Saturday, January 16, 2010

What is a PATH variable?



        PATH variable is one of the most important concepts of any operating system.  PATH variable tells the places from where the Operating System(OS) will search for whenever a command is given. Lets explain it a bit in detail.

   Say, we fire the ls command. Once the ls command is executed, all the files and directories in the current directory are displayed.  What happened now in order for the OS to display the files and directories?

   When the ls command is executed, the OS starts searching for an executable named ls.  Where does it search? It searches in all the directories mentioned in the PATH variable. The moment it finds the executable, it executes the command the the output is displayed.

For example:

[XXX : ~gpr]# echo $PATH
/bin:/usr/bin

    The above PATH variable tells that whenever a command is given, the OS will search for the command in the /bin directory first, followed by the /usr/bin directory.

  Sometimes, when we give a well known command, we get the 'command not found' error.

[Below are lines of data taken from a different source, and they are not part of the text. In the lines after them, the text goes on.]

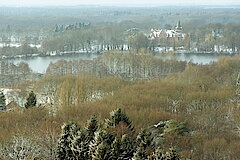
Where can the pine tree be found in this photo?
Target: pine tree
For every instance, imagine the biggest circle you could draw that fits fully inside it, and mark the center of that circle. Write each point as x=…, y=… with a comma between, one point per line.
x=127, y=147
x=141, y=153
x=101, y=145
x=116, y=149
x=2, y=101
x=144, y=145
x=81, y=142
x=172, y=154
x=91, y=128
x=64, y=150
x=80, y=145
x=159, y=154
x=31, y=100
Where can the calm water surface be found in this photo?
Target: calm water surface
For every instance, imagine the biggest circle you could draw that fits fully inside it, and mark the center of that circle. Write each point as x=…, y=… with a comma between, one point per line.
x=40, y=64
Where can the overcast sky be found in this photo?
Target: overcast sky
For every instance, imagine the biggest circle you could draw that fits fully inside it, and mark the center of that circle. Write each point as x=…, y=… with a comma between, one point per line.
x=115, y=2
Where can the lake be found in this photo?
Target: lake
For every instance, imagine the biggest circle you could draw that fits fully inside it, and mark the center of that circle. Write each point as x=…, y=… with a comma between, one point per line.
x=40, y=64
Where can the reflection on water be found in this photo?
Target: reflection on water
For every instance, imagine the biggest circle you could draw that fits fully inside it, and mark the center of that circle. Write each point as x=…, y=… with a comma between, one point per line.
x=40, y=64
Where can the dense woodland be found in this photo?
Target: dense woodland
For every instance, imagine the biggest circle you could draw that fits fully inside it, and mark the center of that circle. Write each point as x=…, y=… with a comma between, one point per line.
x=126, y=103
x=94, y=29
x=190, y=114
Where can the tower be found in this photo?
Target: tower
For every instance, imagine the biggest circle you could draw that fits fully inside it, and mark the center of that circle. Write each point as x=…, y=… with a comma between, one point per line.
x=178, y=27
x=2, y=101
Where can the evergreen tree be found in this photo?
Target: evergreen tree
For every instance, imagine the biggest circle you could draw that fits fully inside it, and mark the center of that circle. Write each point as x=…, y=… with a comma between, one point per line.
x=141, y=153
x=80, y=145
x=31, y=100
x=158, y=154
x=64, y=150
x=144, y=145
x=100, y=147
x=172, y=154
x=2, y=101
x=127, y=147
x=91, y=128
x=116, y=149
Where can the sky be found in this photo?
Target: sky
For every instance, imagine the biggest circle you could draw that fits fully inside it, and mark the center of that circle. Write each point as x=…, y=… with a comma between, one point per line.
x=22, y=3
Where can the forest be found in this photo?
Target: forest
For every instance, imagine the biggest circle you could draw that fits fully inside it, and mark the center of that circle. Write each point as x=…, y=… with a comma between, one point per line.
x=192, y=113
x=128, y=103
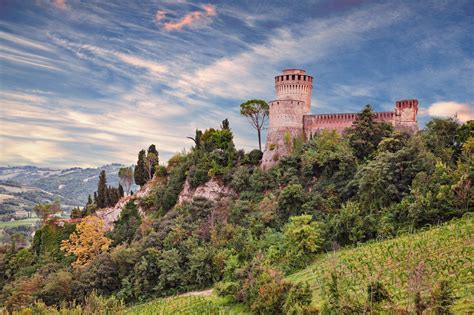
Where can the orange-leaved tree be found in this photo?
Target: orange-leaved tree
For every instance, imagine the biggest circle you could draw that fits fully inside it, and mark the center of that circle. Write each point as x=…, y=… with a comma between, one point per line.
x=87, y=242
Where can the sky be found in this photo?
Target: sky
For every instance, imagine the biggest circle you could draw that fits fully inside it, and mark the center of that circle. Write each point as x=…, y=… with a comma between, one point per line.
x=87, y=83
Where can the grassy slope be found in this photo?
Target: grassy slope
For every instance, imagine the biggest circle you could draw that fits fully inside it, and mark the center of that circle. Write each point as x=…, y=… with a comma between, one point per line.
x=446, y=252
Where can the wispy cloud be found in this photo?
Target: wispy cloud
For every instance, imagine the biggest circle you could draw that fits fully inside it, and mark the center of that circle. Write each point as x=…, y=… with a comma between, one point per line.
x=191, y=19
x=61, y=4
x=160, y=15
x=462, y=111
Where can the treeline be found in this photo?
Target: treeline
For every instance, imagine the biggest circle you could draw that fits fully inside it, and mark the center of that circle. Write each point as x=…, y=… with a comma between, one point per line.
x=371, y=183
x=105, y=196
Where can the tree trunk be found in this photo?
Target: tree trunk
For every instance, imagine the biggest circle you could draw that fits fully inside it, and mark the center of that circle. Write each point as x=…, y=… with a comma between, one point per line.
x=259, y=140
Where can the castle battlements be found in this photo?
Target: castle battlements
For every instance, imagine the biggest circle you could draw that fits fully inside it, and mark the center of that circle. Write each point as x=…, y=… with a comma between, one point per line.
x=289, y=115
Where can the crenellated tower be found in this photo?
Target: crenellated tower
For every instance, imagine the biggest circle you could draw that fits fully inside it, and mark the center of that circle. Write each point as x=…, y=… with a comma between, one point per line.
x=293, y=89
x=405, y=114
x=290, y=119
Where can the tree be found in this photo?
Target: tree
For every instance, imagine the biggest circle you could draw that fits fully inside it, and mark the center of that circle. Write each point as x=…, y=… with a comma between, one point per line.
x=126, y=178
x=140, y=171
x=45, y=210
x=126, y=226
x=153, y=158
x=87, y=242
x=102, y=190
x=151, y=161
x=290, y=201
x=302, y=238
x=257, y=112
x=366, y=133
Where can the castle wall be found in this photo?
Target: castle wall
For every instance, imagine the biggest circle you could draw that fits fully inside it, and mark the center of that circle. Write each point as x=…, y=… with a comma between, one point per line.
x=339, y=122
x=289, y=116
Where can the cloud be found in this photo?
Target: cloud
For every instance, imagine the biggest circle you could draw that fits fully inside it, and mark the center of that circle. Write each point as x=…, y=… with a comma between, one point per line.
x=31, y=151
x=160, y=15
x=191, y=18
x=463, y=111
x=244, y=73
x=142, y=63
x=18, y=40
x=60, y=4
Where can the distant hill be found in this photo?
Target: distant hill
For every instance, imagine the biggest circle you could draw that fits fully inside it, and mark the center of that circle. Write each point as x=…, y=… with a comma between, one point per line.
x=21, y=187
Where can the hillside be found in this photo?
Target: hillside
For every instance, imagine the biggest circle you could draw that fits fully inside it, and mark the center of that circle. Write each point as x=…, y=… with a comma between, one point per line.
x=214, y=218
x=440, y=253
x=23, y=187
x=446, y=252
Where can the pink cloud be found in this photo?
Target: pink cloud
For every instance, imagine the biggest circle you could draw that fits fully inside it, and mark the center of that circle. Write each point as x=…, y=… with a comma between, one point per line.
x=462, y=111
x=160, y=15
x=61, y=4
x=191, y=18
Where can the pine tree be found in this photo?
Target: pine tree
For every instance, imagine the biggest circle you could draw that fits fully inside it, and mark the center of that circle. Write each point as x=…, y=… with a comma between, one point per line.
x=102, y=190
x=140, y=171
x=366, y=133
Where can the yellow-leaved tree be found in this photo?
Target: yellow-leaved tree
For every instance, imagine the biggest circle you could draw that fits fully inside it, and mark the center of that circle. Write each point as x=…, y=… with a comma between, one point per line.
x=87, y=242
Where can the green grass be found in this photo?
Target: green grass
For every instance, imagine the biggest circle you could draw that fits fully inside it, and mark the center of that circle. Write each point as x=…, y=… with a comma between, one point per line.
x=442, y=253
x=16, y=223
x=186, y=305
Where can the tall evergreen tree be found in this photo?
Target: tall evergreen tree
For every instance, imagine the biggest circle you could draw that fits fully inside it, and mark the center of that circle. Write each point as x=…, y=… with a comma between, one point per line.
x=152, y=160
x=140, y=171
x=366, y=133
x=102, y=190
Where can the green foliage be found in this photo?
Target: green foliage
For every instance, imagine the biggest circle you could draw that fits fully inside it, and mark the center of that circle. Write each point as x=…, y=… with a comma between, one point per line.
x=302, y=238
x=441, y=251
x=365, y=134
x=257, y=111
x=440, y=136
x=255, y=156
x=102, y=196
x=387, y=178
x=329, y=158
x=350, y=225
x=46, y=242
x=290, y=202
x=127, y=224
x=139, y=173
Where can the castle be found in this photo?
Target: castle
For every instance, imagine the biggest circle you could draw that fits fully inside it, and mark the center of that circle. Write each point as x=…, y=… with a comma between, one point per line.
x=290, y=118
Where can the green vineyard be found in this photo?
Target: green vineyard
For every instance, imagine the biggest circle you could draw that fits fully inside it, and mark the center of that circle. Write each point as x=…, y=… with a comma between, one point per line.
x=442, y=253
x=186, y=305
x=402, y=264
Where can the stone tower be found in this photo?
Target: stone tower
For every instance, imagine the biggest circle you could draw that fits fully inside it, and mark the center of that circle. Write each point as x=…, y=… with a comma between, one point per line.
x=293, y=89
x=405, y=115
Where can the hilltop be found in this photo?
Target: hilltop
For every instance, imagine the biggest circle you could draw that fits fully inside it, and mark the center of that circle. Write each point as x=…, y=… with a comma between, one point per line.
x=444, y=252
x=214, y=218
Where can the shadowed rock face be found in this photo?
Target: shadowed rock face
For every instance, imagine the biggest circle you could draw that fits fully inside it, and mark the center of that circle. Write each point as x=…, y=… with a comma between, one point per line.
x=289, y=116
x=213, y=190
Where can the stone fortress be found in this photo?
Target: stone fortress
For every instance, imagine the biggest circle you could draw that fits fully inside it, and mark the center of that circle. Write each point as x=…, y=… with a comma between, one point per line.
x=290, y=118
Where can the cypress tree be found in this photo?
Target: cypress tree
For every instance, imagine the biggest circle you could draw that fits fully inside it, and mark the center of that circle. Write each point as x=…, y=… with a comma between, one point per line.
x=152, y=151
x=140, y=172
x=102, y=190
x=121, y=192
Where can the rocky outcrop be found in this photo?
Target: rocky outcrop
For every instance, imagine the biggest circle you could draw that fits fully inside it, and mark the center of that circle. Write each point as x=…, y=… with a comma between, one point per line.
x=111, y=214
x=213, y=190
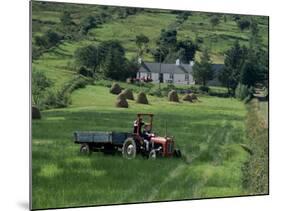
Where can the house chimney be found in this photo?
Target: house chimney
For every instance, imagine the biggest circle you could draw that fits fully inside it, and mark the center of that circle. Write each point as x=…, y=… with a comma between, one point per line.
x=191, y=63
x=178, y=62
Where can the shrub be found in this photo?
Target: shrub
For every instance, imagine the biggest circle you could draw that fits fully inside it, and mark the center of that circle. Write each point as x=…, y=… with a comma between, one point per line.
x=121, y=101
x=255, y=170
x=128, y=94
x=187, y=97
x=173, y=96
x=57, y=99
x=242, y=92
x=35, y=113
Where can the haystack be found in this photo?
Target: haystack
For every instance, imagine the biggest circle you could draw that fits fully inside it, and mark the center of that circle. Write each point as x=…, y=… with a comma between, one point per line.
x=173, y=96
x=115, y=89
x=35, y=113
x=128, y=94
x=141, y=98
x=121, y=101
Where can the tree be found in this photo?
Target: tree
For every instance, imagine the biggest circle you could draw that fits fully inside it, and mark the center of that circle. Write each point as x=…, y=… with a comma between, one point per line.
x=48, y=40
x=88, y=23
x=249, y=74
x=66, y=18
x=113, y=61
x=202, y=71
x=107, y=46
x=186, y=50
x=39, y=85
x=234, y=60
x=214, y=20
x=168, y=38
x=87, y=56
x=243, y=24
x=160, y=53
x=141, y=42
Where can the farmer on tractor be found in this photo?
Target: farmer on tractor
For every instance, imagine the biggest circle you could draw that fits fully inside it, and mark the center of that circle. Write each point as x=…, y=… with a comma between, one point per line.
x=138, y=123
x=147, y=136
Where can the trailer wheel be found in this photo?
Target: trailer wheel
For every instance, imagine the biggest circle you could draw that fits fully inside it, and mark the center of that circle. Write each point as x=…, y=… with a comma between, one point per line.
x=152, y=155
x=129, y=148
x=177, y=153
x=85, y=149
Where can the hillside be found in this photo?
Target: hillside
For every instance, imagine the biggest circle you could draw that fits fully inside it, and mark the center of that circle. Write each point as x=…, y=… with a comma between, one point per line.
x=57, y=61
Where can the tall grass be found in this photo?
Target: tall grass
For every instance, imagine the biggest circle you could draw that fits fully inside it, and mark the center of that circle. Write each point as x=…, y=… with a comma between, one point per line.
x=208, y=133
x=256, y=168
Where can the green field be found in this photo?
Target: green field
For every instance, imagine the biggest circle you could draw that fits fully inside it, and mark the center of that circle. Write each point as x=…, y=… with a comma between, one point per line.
x=209, y=134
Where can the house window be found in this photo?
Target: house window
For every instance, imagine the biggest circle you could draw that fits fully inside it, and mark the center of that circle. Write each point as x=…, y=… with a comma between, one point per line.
x=171, y=76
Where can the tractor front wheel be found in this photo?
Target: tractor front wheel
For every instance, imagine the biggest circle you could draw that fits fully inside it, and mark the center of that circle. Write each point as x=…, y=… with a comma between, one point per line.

This error occurs usually whenever the PATH variable is corrupted.  When the OS started searching for the ls command, it did not find the executable in any of the directories defined in the PATH variable and hence the error 'command not found'.

   This can be corrected by updating the PATH variable with the /usr/bin directory.

[XXX:~gpr]#PATH=$PATH:/usr/bin

      The above expression states to append the /usr/bin directory to the existing PATH variable.